A layer of 4mls 0.8% agarose is put into 60mm dishes and then overlaid with a suspension of cells in 6mls 0.4% agarose. After 2 weeks the dishes are examined under the microscope for the presence of colonies. Low melting temperature agarose (FMC Sea Plaque) is used because once liquified it will stay liquid at 37C, solidify at room temperature and then remain solid at 37C again.

All manipulations must be done in the hood to maintain sterility.

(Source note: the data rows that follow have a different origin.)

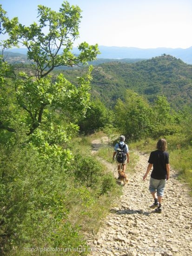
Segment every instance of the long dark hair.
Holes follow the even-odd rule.
[[[161,151],[165,151],[167,149],[167,145],[165,139],[160,139],[157,143],[157,148]]]

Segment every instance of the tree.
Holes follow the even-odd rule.
[[[98,99],[91,102],[86,116],[83,117],[79,123],[80,131],[93,132],[104,127],[113,121],[113,113]]]
[[[89,46],[86,42],[79,45],[80,52],[78,56],[72,52],[73,42],[79,36],[80,8],[64,2],[59,12],[56,12],[39,5],[38,24],[34,22],[29,27],[19,23],[16,18],[9,20],[6,16],[6,13],[1,8],[0,10],[0,32],[7,33],[9,36],[7,40],[2,41],[3,49],[21,44],[27,49],[27,57],[31,61],[28,74],[18,72],[15,67],[10,66],[12,73],[7,73],[7,81],[11,81],[10,88],[14,108],[20,110],[20,114],[22,112],[27,134],[33,133],[43,122],[51,122],[53,111],[59,108],[84,115],[89,101],[91,68],[84,77],[79,78],[78,87],[71,84],[61,74],[55,82],[50,76],[56,67],[85,64],[95,59],[99,53],[97,45]],[[1,62],[5,62],[3,58]],[[9,126],[15,119],[13,115],[12,119],[7,122],[9,123],[6,124],[4,122],[7,119],[1,117],[0,128],[15,130],[15,127]]]
[[[169,122],[171,119],[171,107],[166,97],[163,95],[157,96],[154,103],[157,121],[164,124]]]
[[[144,98],[127,90],[125,101],[119,100],[115,107],[116,124],[129,140],[148,136],[152,129],[152,110]]]

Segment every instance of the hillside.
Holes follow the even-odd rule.
[[[149,175],[146,181],[142,179],[149,155],[134,153],[138,162],[132,171],[130,164],[126,167],[130,182],[122,187],[123,194],[114,202],[98,233],[87,239],[90,256],[191,256],[192,205],[189,188],[178,180],[178,172],[172,168],[166,182],[162,213],[155,213],[149,207],[152,202],[148,190]],[[114,164],[103,162],[117,178]]]
[[[75,69],[64,74],[75,82],[74,78],[82,72]],[[103,63],[94,67],[93,76],[92,96],[108,107],[115,104],[118,98],[123,99],[126,89],[146,95],[150,102],[157,95],[165,95],[175,109],[191,104],[192,99],[192,66],[171,55],[132,64]]]
[[[113,59],[116,60],[123,59],[149,59],[165,54],[170,54],[178,59],[180,59],[187,64],[192,64],[192,47],[186,49],[166,47],[142,49],[135,47],[109,47],[99,45],[99,48],[101,54],[97,56],[98,59],[109,59],[109,60]],[[24,48],[9,49],[7,50],[9,52],[23,54],[26,54],[27,53],[27,49]],[[61,49],[60,51],[60,53],[62,51]],[[79,53],[76,47],[73,48],[73,52],[75,54],[79,54]]]

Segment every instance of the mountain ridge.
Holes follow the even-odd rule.
[[[163,55],[170,54],[177,59],[180,59],[187,64],[192,64],[192,47],[186,49],[182,48],[149,48],[143,49],[135,47],[99,46],[101,54],[98,59],[148,59]],[[26,54],[26,48],[19,48],[7,49],[7,51]],[[61,49],[61,51],[62,49]],[[77,47],[73,50],[74,54],[78,54]]]

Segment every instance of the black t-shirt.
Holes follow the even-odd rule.
[[[169,163],[169,154],[166,151],[155,150],[151,153],[148,162],[152,164],[151,177],[156,180],[167,178],[166,164]]]

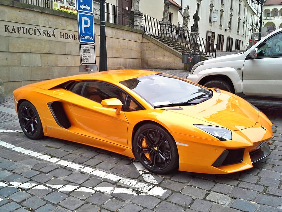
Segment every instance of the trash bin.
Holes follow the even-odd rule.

Preparing the bottom layer (0.8% agarose)
  1. Weigh out 0.8gm Sea Plaque LMP agarose into a sterile bottle or flask, add 85ml -MEM and dissolve by heating in the microwave on the LOW setting. Place in the 37C water bath to cool.
  2. Add 10mls prewarmed Calf Serum, 2ml Fungizone and 1ml Pen-Strep, swirl gently to mix and avoid making bubbles.
  3. Pipette 4mls each into 60mm dishes, just as many as you need for the assay.
  4. Let the agarose harden at room temperature - leave them in the hood.
Preparing the top layer (0.4% agarose)
  1. Weigh out 0.4gm agarose and dissolve in 70ml -MEM as above, place in the 37C water bath to cool.
  2. Add 8ml prewarmed Calf Serum, 2ml Fungizone and 1ml Pen-Strep.
  3. Trypsinize and count the cells to be tested, it's a good idea to do each sample in duplicate. Dilute the cells to 104 cells/ml in complete medium.
  4. For each dish, pipette 1ml cell suspension into a sterile tube eg Falcon 12ml round bottom tubes (#2057). If you have a lot, cap the tubes and place at 37C.
  5. Add 5mls agarose to each tube, mix gently by pipetting up and down and transfer to the dish with the bottom layer in. Do each sample separately to avoid having the agarose solidify before you get it into the dish.
  6. After the agarose has solidified place the dishes in the incubator.
  7. After one week feed the cells by adding 1ml complete medium (liquid) to each dish.

Remember to include positive and negative controls

An estimate of transformation efficiency can be calculated by counting the colonies and the single cells in several microscope fields.

transformation efficiency = # colonies x 100%

# colonies + # single cells

You may also want to take photographs of the cells for publication.